Experts warn Oregon lawmakers that cyber attacks threaten energy, food, transport and education systems
Loading...
Summary
A committee informational session heard private‑sector and higher‑education representatives describe ransomware, supply‑chain and operational risks to Oregon’s critical infrastructure sectors, and urged stronger coordination, workforce investment and continued federal‑state collaboration on threat intelligence.
The Joint Committee on Information Management and Technology heard an informational presentation on May 2 about cyber risks to Oregon’s critical infrastructure, including energy, food and agriculture, transportation, finance and education.
Witnesses described daily and escalating cyber threats that target both operational technology and business systems, warned that loss of federal threat‑sharing resources would reduce defensive capacity, and urged investment in workforce development and interagency coordination.
Andre Leduc, vice president and chief resilience officer at the University of Oregon, told the committee that higher‑education institutions host extensive network infrastructure and research assets that are often targets of ransomware and other intrusions. “Many universities have legacy systems that are undermaintained, and that can be exploited,” Leduc said, then urged that protecting backbone and middle‑mile connectivity hosted by campuses be part of statewide resilience planning.
Don Lynn, director of crisis and business continuity management for Albertsons Companies, described how cyber incidents can cascade through food supply chains and retail operations — affecting distribution automation, pharmacy systems and e‑commerce — and cited recent incidents that disrupted pharmacy payment processing and inventory replenishment. Lynn emphasized that indirect victims in the supply chain often receive inadequate information during an event and called for trusted information sharing to speed recovery.
Rick Holmes, chief security officer for Union Pacific Railroad, outlined a risk‑based approach the rail operator uses to prioritize cybersecurity investments: identify critical systems tied to the company’s mission (for example, train dispatch and crew management), map attacker tactics (using MITRE ATT&CK), evaluate controls (using the Center for Internet Security and NIST frameworks) and test incident plans through tabletop and red‑team exercises. Holmes said Union Pacific met Transportation Security Administration cybersecurity directive requirements in 2024 and had no areas of noncompliance identified by TSA.

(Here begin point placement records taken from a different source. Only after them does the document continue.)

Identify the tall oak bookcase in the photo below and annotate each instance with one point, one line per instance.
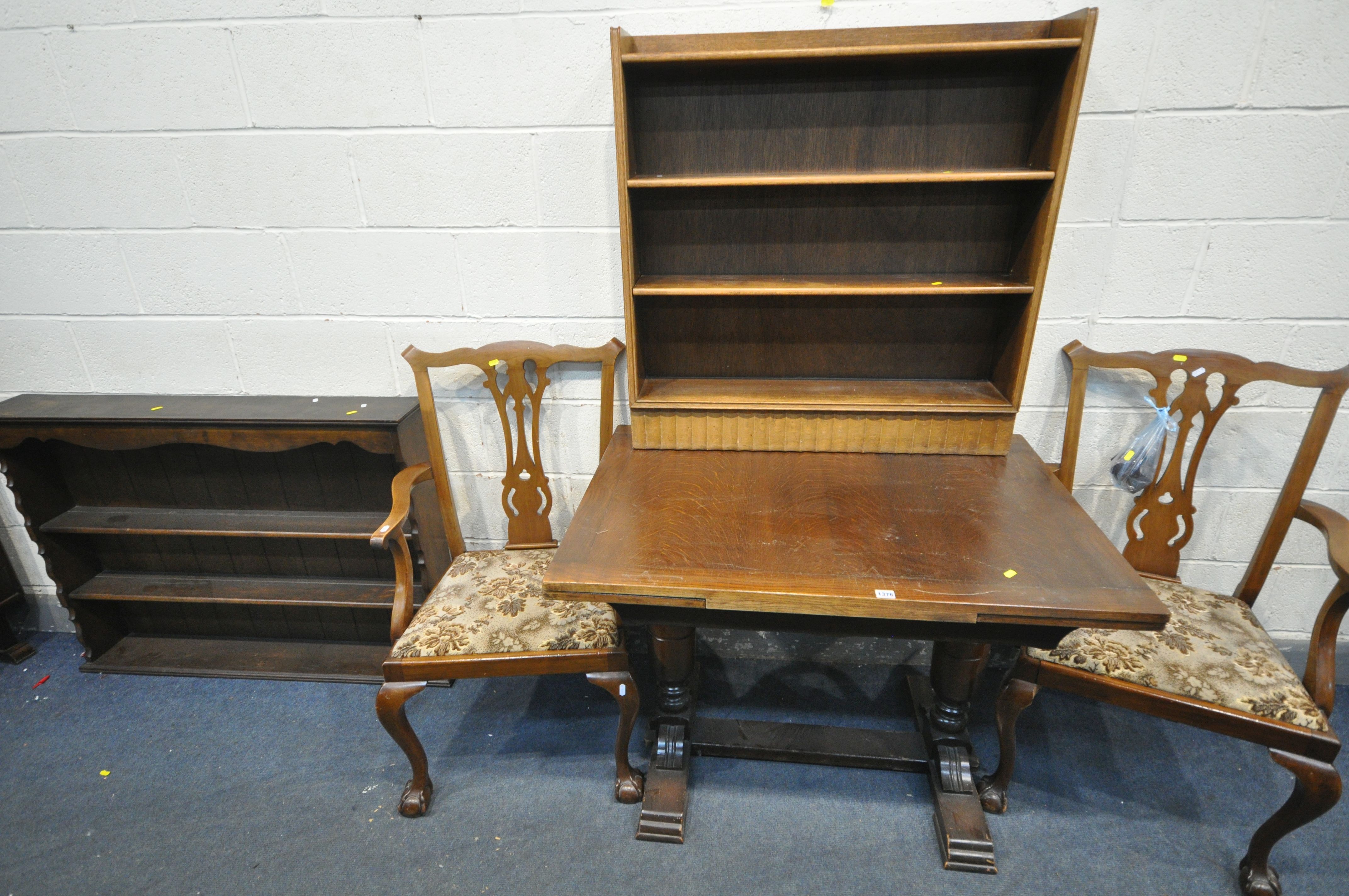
(837, 241)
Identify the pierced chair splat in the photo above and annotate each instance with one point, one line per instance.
(489, 614)
(1213, 666)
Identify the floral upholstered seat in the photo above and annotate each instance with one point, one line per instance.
(1213, 650)
(494, 602)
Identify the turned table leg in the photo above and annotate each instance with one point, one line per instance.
(666, 799)
(942, 705)
(956, 675)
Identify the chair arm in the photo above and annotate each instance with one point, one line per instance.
(393, 531)
(1320, 678)
(402, 490)
(1336, 529)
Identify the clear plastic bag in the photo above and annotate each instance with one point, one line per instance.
(1135, 468)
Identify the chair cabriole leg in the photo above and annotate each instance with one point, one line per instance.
(1016, 696)
(628, 787)
(1314, 792)
(389, 708)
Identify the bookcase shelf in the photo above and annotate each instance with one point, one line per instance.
(829, 285)
(838, 177)
(837, 241)
(825, 395)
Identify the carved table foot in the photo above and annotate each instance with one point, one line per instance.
(666, 799)
(961, 829)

Representatives from the financial and energy sectors said national threat‑sharing and federal partnerships are critical. Jeff Prell, chief risk officer at First Tech Federal Credit Union, said his organization relies on agencies such as the Cybersecurity and Infrastructure Security Agency and the National Credit Union Administration for intelligence and coordination, and expressed concern about staffing reductions at federal cybersecurity entities. Jeffrey Baumgartner, chief security officer at Berkshire Hathaway Energy (parent of Pacific Power), described sector mechanisms including the Electricity Information Sharing and Analysis Center and the Energy Threat Analysis Center, and said those networks help utilities track adversary tactics and coordinate mitigations.
Panelists repeatedly warned that cyber events can present as operational disruptions rather than classic IT breaches — for example, loss of power or automation can create food‑safety and logistics crises — and urged the committee to consider both prevention and resilience. Several presenters recommended state‑level actions to support smaller organizations that lack dedicated security teams, including shared threat intelligence, training, and incentives for infrastructure investment.
Committee members asked presenters about contingency plans if federal threat‑sharing capacity is reduced. Panelists said many organizations rely on CISA, ISACs and other federal resources and that losing those capabilities would require buying commercial intelligence feeds or building new state‑level coordination. Witnesses also stressed workforce development at Oregon’s colleges and universities to expand cyber talent.
The informational meeting closed after representatives from education, food and agriculture, transportation, finance and energy answered committee questions. Committee members said they would continue to examine potential policy responses, including workforce and coordination measures.